He gets on well with his son Robbie and his daughter-in-law Jenna; not so well with his other son, Craig. Mick suspects that Craig blames him for Cathy's death, because Mick worked in an asbestos plant and Cathy died of mesothelioma.

Soon enough, however, they all depart and Mick is left to his bereavement. He starts sleeping in the garden shed, too traumatised to stay in the house with its memories of Cathy. Shortly after, he takes a coach to London, thinking a change of scene might help.

This is Ross Raisin's second novel. His debut, God's Own Country, was set in Yorkshire and concerned a rural sociopath with longings for under-age girls. A Yorkshireman himself, Raisin offered his troubled protagonist's thoughts in finely crafted dialect, part of an arresting feat of characterisation and voice.

Waterline's central figure also places himself beyond society and its rules, but the more immediately apparent comparison lies in Raisin's ongoing mining of language. Mick brims with colloquialisms: "beeling" (angry), "boak" (vomit), "scaffie" (a derelict) and so on. The vernacular is only one aspect of the vitality and inventiveness of Raisin's writing. Mick's wife took him to task for idleness, so "this frequenting of the Empress every afternoon and sitting about the house like a pound of mince isnae helping anybody". Later, Mick is forced indoors by inclement weather: "It is the cold that pushes him on, chibbing like a gun between the shoulder blades."

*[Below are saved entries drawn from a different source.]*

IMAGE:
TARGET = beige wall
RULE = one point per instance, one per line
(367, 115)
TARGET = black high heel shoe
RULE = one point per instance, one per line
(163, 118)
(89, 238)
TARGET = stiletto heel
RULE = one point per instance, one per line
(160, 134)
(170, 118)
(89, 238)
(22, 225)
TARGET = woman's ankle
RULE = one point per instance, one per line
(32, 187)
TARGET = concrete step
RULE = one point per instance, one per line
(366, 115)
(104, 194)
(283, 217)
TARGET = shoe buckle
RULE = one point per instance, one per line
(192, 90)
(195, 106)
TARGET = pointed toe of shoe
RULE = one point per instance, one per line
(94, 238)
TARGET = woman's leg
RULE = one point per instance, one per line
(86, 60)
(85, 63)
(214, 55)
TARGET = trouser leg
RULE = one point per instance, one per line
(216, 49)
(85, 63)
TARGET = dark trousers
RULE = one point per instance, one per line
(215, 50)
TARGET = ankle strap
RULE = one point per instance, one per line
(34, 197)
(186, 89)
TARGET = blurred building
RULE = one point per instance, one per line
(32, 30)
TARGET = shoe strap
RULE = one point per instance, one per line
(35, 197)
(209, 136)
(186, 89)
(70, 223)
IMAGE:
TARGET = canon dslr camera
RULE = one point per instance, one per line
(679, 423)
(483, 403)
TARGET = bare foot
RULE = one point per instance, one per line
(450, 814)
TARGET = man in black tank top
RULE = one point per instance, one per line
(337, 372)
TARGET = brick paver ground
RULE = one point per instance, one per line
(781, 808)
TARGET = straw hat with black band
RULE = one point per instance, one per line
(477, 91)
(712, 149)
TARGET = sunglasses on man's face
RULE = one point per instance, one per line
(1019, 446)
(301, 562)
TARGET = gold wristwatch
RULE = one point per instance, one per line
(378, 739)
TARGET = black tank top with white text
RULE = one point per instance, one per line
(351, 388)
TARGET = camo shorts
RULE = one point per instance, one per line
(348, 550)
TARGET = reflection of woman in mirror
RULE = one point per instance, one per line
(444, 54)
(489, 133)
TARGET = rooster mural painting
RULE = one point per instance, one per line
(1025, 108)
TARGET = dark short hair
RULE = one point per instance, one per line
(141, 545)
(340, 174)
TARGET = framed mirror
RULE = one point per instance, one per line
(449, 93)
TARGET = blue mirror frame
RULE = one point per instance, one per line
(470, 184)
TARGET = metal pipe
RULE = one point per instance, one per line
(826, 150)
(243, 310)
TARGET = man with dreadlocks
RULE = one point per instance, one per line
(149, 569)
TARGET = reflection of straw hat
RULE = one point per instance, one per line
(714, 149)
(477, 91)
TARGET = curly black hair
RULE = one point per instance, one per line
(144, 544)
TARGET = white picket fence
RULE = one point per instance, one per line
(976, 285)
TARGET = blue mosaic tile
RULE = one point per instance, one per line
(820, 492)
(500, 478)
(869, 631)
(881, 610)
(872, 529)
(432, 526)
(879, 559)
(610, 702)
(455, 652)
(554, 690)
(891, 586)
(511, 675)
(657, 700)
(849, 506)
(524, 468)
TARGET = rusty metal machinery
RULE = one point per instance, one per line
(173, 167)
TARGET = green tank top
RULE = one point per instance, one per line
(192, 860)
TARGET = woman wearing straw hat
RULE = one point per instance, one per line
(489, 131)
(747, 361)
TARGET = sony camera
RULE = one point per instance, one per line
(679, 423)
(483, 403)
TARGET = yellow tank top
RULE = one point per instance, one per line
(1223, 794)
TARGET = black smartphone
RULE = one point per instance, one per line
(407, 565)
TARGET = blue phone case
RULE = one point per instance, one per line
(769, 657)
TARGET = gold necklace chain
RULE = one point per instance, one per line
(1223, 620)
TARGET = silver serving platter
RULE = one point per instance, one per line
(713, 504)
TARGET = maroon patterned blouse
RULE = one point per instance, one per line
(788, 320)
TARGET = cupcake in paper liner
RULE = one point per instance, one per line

As the glories of northern cities recede further into the past, the brutalities of their heydays are blurring, replaced by vistas of permanent austerity. Mick personifies this decline and Raisin's portrait of this wry sexagenarian is persuasive and compassionate. But Raisin is butting up against a couple of generations of Scottish writers. James Kelman, in particular, has rendered the voices of industrial and post-industrial Glasgow in streams of consciousness of raw acuity. Whether Raisin reaches the same level of engagement with this subject matter is moot.

There are niggling issues of style, too. Using the present tense introduces an undermining melodrama into scene-setting: "So this is grief ..."; "It is hot and he can't sleep"; "Morning. He lies there a long time." More importantly, Mick does not arouse the same disturbing expectations as the narrator of God's Own Country, in which, early on, we had intimations of a deranged denouement. Mick lacks his dark charisma and potential for mayhem, and by around page 50, it is clear he cannot carry the novel on his own.

The mesothelioma strand of the story peters out, and much of the remaining narrative concerns Mick's descent in London. Distressing as this is, at times it possesses an unduly mediated quality, lending an unfortunate cosiness that contrasts with harder edged, real-life accounts of dereliction (of which John Healy's The Grass Arena remains the classic). When it comes to rough sleeping, it is difficult for Raisin to fill in any blanks for us because in these precarious times, sadly, we are well aware of just how far and how fast we can fall.

There is a sense of Raisin marking time with Waterline, but there can be no doubt that he is a writer of outstanding talent and it will be fascinating to see what he comes up with next.